BNPT-Kemkomdigi Take Down 180.954 Konten Radikalisme di Medsos, Terbanyak di Instagram
JAKARTA - Badan Nasional Penanggulangan Terorisme (BNPT) bekerja sama dengan Kementerian Komunikasi dan Digital (Komdigi) memutus akses dan menurunkan 180.954 konten media sosial (medsos) yang bermuatan radikalisme, intoleransi, dan ekstremisme selama 2024.
Kepala BNPT Komisaris Jenderal Polisi Eddy Hartono mengatakan, konten-konten tersebut terafiliasi dengan berbagai jaringan teroris, seperti Islamic State Iraq and Syria (ISIS), Jamaah Asharut Daulah (JAD), Hizbut Tahrir Indonesia (HTI), dan Jamaah Asharut Tauhid (JAT).
"Didominasi oleh propaganda jaringan teror yang terafiliasi dengan ISIS, HTI, JAT, dan JAD," kata Eddy dalam pernyataan pers akhir tahun 2024 di Jakarta, Senin 23 Desember, disitat Antara.
Adapun penggunaan media sosial Instagram mencatatkan angka tertinggi dengan 86.203 konten, diikuti oleh Facebook dengan 45.449 konten, dan TikTok dengan 23.595 konten.
Selain itu, juga terdapat X/twitter dengan 9.535 konten, WhatsApp dengan 8.506 konten, Telegram dengan 4.751 konten, dan media online sebanyak 3 konten.
Eddy mengungkapkan penggunaan Telegram banyak dimanfaatkan oleh kelompok ekstremis dan teroris untuk menyebarkan propaganda.
Hal ini mengingat platform tersebut memungkinkan pembuatan grup dengan jumlah anggota yang tidak terbatas.
"Kami sudah berkoordinasi dengan Komunikasi Digital termasuk oleh Telegramnya dalam konteks pendatang dihukum, kami bisa masuk ke Telegram," jelasnya.
BACA JUGA:
Menurutnya, pemantauan konten di platform tersebut menjadi penting karena Undang-Undang Nomor 5 Tahun 2018 tentang Pemberantasan Tindak Pidana Terorisme menyatakan bahwa perencanaan perbuatan jahat sudah dapat dipidana.
BNPT juga melakukan pemetaan daerah rawan radikalisme dan terorisme.
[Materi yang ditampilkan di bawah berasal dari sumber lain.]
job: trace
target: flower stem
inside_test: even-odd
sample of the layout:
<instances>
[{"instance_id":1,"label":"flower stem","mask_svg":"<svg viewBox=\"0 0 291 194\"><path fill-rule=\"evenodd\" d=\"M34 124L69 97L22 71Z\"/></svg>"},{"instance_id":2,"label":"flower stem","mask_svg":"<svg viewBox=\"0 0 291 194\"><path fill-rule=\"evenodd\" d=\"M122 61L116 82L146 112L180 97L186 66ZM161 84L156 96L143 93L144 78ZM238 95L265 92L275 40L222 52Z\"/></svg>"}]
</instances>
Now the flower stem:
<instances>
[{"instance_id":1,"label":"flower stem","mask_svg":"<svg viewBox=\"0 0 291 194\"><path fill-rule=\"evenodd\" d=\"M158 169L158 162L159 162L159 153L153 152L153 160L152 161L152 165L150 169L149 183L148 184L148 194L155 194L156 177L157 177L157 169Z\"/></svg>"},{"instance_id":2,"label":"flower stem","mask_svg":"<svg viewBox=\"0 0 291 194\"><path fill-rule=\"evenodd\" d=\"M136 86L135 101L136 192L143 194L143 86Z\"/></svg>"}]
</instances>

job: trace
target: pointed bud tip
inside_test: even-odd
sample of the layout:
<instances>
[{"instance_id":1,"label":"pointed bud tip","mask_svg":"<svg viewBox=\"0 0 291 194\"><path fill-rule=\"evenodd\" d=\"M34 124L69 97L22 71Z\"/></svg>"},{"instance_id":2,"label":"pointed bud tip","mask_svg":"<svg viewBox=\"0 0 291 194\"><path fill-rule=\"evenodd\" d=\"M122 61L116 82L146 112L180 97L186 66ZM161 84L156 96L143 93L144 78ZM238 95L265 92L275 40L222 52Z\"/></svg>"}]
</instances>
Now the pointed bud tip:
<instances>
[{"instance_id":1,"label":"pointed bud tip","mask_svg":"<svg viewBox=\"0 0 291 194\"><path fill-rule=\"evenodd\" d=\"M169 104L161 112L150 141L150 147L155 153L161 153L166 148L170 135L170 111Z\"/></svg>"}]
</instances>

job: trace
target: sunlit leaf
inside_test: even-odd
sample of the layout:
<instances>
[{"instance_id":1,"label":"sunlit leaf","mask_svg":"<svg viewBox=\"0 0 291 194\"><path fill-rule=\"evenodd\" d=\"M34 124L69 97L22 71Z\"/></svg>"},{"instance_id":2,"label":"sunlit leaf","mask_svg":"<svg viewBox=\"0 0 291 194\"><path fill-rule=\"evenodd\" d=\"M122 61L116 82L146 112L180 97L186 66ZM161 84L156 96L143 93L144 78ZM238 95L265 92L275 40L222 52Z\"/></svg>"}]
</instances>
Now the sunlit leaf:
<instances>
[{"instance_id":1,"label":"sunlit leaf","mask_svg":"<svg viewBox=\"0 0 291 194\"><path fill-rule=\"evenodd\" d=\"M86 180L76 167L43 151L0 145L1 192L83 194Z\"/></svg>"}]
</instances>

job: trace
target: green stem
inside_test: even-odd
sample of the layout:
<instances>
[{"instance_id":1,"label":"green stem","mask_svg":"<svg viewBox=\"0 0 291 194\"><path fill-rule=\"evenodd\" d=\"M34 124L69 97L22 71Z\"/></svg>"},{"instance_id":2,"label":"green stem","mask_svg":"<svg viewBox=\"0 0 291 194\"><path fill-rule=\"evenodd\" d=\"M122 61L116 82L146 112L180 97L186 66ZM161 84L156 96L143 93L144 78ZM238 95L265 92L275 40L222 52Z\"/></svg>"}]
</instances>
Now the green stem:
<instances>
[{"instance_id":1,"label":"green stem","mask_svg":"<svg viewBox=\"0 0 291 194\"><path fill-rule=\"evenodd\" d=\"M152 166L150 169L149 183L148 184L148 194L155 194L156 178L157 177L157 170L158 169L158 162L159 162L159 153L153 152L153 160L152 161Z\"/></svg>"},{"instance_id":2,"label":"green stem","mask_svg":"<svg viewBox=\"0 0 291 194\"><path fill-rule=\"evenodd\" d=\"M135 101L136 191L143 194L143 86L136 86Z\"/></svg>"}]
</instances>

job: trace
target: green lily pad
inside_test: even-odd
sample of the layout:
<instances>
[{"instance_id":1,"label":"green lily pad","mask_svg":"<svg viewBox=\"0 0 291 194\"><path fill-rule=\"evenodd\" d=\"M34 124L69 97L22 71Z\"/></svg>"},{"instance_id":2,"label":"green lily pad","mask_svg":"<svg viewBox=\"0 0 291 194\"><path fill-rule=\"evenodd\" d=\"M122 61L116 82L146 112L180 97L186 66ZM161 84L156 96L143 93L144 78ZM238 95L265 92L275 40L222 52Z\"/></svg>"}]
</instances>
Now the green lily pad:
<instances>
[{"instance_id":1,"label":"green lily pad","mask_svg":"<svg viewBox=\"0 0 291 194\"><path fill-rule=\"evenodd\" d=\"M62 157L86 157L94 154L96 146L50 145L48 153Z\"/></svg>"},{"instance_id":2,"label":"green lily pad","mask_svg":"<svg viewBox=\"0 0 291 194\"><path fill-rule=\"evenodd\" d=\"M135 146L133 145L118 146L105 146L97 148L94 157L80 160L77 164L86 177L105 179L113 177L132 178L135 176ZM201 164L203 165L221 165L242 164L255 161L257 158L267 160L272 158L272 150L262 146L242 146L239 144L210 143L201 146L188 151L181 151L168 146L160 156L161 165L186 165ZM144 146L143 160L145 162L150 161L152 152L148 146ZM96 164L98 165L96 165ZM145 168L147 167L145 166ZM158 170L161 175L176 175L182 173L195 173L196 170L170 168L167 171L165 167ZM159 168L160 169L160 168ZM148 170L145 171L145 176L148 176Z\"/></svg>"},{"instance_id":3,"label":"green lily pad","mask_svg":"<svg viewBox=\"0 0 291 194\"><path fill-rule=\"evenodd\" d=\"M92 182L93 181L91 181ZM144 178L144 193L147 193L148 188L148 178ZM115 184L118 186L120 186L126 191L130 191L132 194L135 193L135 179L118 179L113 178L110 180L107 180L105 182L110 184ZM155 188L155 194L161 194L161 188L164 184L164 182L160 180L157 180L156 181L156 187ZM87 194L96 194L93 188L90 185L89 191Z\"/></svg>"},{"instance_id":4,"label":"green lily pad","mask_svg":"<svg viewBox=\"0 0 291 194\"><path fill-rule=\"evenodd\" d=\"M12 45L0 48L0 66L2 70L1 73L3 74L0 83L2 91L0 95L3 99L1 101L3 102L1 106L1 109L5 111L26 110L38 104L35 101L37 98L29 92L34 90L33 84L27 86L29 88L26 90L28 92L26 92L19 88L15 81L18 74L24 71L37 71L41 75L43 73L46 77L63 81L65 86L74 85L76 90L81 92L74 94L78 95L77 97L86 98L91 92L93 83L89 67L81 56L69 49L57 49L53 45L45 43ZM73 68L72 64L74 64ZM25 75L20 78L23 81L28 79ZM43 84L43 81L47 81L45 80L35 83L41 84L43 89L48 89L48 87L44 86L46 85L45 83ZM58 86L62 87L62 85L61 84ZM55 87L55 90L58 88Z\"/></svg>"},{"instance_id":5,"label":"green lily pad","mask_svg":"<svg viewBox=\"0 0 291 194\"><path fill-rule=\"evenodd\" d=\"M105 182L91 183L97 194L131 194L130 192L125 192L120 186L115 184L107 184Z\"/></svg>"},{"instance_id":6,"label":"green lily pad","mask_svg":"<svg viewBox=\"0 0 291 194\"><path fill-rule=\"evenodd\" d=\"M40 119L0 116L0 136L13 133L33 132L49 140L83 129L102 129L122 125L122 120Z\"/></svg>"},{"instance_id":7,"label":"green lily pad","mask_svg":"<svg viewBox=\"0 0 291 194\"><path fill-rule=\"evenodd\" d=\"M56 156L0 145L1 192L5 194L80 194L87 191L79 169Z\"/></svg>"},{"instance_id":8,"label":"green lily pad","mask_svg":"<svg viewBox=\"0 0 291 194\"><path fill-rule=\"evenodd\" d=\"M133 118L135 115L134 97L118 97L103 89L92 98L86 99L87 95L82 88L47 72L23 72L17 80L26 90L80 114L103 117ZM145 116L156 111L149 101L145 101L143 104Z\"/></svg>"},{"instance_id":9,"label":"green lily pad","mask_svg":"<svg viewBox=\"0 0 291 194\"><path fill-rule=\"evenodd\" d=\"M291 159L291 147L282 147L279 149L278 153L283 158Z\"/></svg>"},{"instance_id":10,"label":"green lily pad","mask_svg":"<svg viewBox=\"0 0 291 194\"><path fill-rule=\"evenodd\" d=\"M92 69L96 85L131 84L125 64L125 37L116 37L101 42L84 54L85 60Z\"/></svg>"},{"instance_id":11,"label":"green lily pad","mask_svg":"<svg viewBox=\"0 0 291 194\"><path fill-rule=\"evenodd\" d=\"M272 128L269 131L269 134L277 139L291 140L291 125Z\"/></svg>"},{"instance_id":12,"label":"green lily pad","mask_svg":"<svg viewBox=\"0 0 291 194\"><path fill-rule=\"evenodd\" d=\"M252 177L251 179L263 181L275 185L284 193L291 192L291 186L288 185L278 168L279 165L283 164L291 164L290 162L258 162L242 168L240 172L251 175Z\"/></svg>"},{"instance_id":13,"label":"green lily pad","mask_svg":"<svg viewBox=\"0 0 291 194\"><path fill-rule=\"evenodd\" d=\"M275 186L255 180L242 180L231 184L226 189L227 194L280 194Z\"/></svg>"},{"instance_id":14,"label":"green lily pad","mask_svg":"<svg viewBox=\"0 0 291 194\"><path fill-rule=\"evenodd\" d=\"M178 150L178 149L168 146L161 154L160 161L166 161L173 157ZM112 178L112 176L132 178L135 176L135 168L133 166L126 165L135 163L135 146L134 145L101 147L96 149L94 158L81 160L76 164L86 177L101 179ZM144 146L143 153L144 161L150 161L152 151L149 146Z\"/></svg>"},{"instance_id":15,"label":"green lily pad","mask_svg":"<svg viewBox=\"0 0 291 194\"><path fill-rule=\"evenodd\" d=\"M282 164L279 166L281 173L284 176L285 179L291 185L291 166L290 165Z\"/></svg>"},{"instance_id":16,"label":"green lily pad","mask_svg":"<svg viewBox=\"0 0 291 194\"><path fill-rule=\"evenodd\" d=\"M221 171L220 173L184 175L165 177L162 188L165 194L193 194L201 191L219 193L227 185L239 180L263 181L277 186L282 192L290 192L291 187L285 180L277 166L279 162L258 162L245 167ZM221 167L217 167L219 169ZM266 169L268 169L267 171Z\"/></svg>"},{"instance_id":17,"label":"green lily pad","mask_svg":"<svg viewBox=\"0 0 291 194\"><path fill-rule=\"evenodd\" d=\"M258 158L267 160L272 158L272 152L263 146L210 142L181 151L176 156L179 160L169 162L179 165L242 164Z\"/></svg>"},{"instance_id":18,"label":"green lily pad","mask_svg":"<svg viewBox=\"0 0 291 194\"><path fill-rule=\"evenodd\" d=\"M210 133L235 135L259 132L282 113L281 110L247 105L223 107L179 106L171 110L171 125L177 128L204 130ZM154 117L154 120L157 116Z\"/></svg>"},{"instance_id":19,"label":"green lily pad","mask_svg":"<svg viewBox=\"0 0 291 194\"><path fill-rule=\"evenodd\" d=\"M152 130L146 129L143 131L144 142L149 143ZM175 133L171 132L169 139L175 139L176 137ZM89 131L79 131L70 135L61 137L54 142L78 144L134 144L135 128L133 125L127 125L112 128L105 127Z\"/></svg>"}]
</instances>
Kendati demikian, pihaknya belum dapat mengumumkan ihwal tersebut lantaran masih bersifat rahasia.
"Namun ini karena sifatnya rahasia, belum bisa diumumkan ya. Ini untuk kami sendiri untuk melakukan langkah-langkah pencegahan ya. Kami punya data-datanya di mana-mana daerah yang dianggap rawan," pungkas dia.